HCV Screening Rates Very Low Among Exposed Infants
The number of pregnant women infected with hepatitis C virus (HCV) is growing rapidly due to the opioid epidemic, yet most prenatally infected children are not being screened, despite the risk that approximately 6 percent will become infected, according to a study published May 2 in Pediatrics. Less than one-third of HCV-exposed infants receiving well-child […]

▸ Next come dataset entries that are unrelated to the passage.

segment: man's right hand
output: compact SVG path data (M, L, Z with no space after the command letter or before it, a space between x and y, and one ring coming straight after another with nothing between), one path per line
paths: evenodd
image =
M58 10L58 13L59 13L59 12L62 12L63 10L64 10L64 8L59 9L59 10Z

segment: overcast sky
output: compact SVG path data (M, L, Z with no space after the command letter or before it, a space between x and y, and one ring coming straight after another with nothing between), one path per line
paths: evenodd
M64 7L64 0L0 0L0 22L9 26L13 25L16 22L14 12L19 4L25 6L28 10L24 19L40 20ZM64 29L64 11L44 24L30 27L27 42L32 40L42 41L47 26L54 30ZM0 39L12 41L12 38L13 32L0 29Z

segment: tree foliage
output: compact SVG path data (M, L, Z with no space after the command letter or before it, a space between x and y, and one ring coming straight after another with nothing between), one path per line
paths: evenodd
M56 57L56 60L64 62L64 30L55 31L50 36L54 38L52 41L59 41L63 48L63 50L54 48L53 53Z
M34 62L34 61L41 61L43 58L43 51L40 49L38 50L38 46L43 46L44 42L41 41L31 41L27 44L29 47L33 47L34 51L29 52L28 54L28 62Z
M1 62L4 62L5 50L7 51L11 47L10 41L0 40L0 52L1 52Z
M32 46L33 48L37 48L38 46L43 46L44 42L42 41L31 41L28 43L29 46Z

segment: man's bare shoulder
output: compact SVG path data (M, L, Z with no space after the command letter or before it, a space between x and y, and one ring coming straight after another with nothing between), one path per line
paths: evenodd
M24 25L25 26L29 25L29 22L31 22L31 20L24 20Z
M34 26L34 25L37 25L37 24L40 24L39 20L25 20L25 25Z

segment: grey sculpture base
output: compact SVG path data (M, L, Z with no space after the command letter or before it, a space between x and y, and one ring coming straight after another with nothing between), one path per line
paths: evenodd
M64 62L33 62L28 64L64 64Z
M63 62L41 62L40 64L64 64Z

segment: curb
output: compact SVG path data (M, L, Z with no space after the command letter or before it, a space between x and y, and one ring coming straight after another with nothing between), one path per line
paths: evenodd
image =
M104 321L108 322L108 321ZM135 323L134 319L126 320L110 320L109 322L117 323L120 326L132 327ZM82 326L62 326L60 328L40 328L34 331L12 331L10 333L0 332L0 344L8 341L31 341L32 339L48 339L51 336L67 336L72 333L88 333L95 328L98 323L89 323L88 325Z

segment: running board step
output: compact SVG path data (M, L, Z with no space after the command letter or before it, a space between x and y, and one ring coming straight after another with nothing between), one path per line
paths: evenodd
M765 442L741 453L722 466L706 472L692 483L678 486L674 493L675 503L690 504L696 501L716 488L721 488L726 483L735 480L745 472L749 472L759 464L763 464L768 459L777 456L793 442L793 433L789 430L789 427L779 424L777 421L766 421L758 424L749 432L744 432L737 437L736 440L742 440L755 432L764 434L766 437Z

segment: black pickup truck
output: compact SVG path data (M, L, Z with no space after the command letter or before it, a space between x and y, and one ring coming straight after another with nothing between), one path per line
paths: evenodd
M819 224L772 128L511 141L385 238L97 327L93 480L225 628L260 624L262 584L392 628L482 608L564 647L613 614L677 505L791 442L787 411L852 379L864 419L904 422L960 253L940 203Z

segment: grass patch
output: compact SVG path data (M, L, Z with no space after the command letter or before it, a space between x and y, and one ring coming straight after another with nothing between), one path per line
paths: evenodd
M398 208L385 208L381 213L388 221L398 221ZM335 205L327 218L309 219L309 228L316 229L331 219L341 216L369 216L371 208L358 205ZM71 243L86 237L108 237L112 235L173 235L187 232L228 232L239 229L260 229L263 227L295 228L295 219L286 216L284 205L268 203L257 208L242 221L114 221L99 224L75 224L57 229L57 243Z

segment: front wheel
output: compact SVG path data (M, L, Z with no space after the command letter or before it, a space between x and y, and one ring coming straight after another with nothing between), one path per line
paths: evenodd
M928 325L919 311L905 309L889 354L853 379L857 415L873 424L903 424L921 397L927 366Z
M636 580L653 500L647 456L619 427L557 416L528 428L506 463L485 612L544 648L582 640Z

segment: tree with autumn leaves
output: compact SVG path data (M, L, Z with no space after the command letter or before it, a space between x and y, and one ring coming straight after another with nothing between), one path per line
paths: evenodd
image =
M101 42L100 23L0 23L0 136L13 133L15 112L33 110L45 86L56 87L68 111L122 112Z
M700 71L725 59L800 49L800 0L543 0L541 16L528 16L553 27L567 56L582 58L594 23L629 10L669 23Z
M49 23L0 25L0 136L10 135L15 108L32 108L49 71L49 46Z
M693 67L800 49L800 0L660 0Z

The number of pregnant women infected with hepatitis C virus (HCV) is growing rapidly due to the opioid epidemic, yet most prenatally infected children are not being screened, despite the risk that approximately 6 percent will become infected, according to a study published May 2 in Pediatrics. Less than one-third of HCV-exposed infants receiving well-child care are being tested for HCV.
"Without appropriate screening, children who are at risk for perinatal transmission may remain undiagnosed until they become symptomatic or have abnormal liver enzyme levels found incidentally," write the authors led by Catherine Chappell, M.D., from University of Pittsburgh in Pennsylvania. "Delays in diagnosis could lead to delays in appropriate referrals and curative treatment or irreversible liver disease, such as cirrhosis or hepatocellular carcinoma."
According to recommendations from the Infectious Diseases Society of America, all infants born to HCV-infected women should be screened for HCV with an HCV antibody test at or after 18 months of age. (Before age 18 months, HCV RNA can be detected by a polymerase chain reaction (PCR), but this is not the screening test of choice for perinatal HCV transmission and chronic pediatric HCV infection.)
Researchers retrospectively identified a cohort of pregnant, HCV-infected women who delivered at the University of Pittsburgh Medical Center health system between 2006 and 2014 through billing codes. Infant records linked to the HCV-infected pregnant women were assessed for the receipt of well-child services in the same health care system, defined as the presence of hemoglobin and/or lead testing at or after nine months of age. The status of HCV screening was assessed in this cohort.
The researchers found that 1,043 HCV-infected pregnant women delivered over the study period (1.2 percent of all deliveries). The prevalence of HCV increased by 60 percent over the nine years. Roughly one-third of infants (n=323) received well-child services in the health care system, but less than one-third of these exposed infants (30 percent) were screened for HCV. Infants whose mothers had a diagnosis of opioid use disorder were more likely to receive HCV screening.
Of the 96 screened infants, three-quarters were screened with HCV antibody tests, while one-quarter were screened with HCV PCR tests, and 3 percent were screened with both tests simultaneously. Suboptimal HCV screening was performed in 23 children either because HCV antibody tests were sent before 18 months of age (48 percent) or because HCV PCR tests were sent after 18 months of age (52 percent).
The authors say that one reason for low screening of infants is that maternal HCV status may not transfer to pediatric records. Furthermore, the authors suspect that the prevalence of HCV-infected pregnant women and exposed infants could be underreported, since HCV is not universally tested for during pregnancy.
"Given the difficulties involved with risk-based screening and the increasing prevalence of HCV among pregnant women, consideration should be given to the evaluation and implementation of universal HCV screening during pregnancy, especially in high-prevalence areas," write Chappell and colleagues.
Takeaway: HCV screening of prenatally exposed infants during well-child care is extremely low. Given the increasing prevalence of HCV in reproductive-aged women as a result of the opioid epidemic, strategies are needed to increase screening during pregnancy in exposed infants.